The mistake in thinking here was starting with an assumption about how carbon and germanium will be bonded before assembling the molecule. Here's the order to assemble the molecule:

 

1. Count valence electrons (4 for Ge, 7 for each Cl, for a total of 18)

2. Choose the central atom (this will be the atom farthest to the left in the periodic table, except for H), in this case Ge.

3. Attach two Cl's to the Ge with single bonds. At this point, you've used up 4 of the 18 valence electrons. The 14 remaining electrons will go on in pairs, starting with the outermost atoms.

4. Each Cl gets 3 sets of electrons. That uses up 12 of the 14 remaining electrons.

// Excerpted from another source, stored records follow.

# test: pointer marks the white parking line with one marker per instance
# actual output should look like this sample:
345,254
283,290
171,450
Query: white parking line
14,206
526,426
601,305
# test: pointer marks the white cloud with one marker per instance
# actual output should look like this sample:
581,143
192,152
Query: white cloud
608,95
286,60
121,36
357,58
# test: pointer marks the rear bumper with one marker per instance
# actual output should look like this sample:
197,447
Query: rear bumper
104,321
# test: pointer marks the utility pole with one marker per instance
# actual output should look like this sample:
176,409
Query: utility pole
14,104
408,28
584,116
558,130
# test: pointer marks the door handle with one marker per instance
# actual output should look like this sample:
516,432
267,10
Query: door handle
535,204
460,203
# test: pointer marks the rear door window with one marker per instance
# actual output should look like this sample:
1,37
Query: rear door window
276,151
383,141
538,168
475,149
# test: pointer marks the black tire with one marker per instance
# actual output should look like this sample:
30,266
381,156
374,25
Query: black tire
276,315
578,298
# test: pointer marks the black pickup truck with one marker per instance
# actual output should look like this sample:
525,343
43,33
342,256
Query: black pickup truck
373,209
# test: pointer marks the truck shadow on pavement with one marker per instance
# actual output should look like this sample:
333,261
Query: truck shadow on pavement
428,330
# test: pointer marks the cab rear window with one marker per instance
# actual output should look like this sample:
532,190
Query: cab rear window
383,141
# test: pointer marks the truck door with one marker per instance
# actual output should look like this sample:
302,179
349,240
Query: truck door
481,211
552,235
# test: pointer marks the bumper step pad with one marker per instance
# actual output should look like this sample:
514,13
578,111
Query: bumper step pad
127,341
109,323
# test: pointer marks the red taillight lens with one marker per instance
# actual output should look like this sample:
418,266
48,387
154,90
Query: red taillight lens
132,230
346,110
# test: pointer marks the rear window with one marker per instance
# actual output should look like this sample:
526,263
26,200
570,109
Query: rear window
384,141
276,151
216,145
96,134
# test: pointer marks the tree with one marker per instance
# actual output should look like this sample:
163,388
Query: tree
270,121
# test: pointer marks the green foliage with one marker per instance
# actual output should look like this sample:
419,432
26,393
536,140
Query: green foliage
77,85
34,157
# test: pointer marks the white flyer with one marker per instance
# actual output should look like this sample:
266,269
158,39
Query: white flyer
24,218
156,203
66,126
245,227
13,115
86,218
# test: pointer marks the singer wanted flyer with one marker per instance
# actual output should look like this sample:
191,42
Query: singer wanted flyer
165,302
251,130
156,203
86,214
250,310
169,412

5. The last two go on as a pair of electrons on Ge.

 

(To make you feel better, this is an unusual molecule. Usually, things in this column make four bonds-sigma or pi.)

 

Why does having more electrons in an outer orbital make an atom have a greater pull on another electron (as long as the orbital isn't full)? Wouldn't it be the other way around moving across the period because the atoms in the shell would repel each other? It seems like it could vary with how many are paired, also, so if none are paired, there might be a greater pull than if 3 are paired and only one electron unpaired. I think I must be missing something. Or perhaps the model just isn't that good? And it looks like N is bigger than O. Why? What is the difference between ionization energy and electronegativity? I don't remember not understanding this the first time I read it. Sigh.

 

-Nan

 

Here's a short answer. The large effective nuclear charge means that the valence shell electrons are pulled hard down toward the nucleus. This results in a smaller atom. Atom size, in general, decreases as you go across a period because the Zeff increases.

 

Now, if the NUCLEAR (which is positive) charge is increasing, it makes sense that the atom is more interested in attracting electrons (which are negative).

 

Finally, there is a tremendous stabilizing influence when the p-orbital is "completed". The entire subshell moves down toward the nucleus and becomes more stable. Adding just one electron to F does increase the amount of repulsion between valance electrons, BUT all six electrons in the p-orbital are stabilized as a result of the filled shell.

 

 

Let me know if this is still confusing.....

[Miss Marple]

Here's a link that might help you visualize the GeCl2 molecule. Is it the word "Paired" set that is confusing? It's basically a leftover pair of electrons. I believe unbound electrons take up a bit more space than those that are bonded which causes the molecule to bend some.

 

Electronegativity increases as one moves from left to right across the periodic table and as one goes down the periodic table. Atomic size (radius) is the inverse of this. As one moves from left to right the radius decreases due to increasing protons pulling harder on the electrons - bringing them closer to the nucleus. So, yes, nitrogen would be slightly larger than oxygen because it has fewer protons in the nucleus. Electronegativity is a measure of the ability of an atom to attract electrons towards itself. So since Fluorine has more protons than oxygen it will attract its electrons more forcefully which will also make it a smaller atom.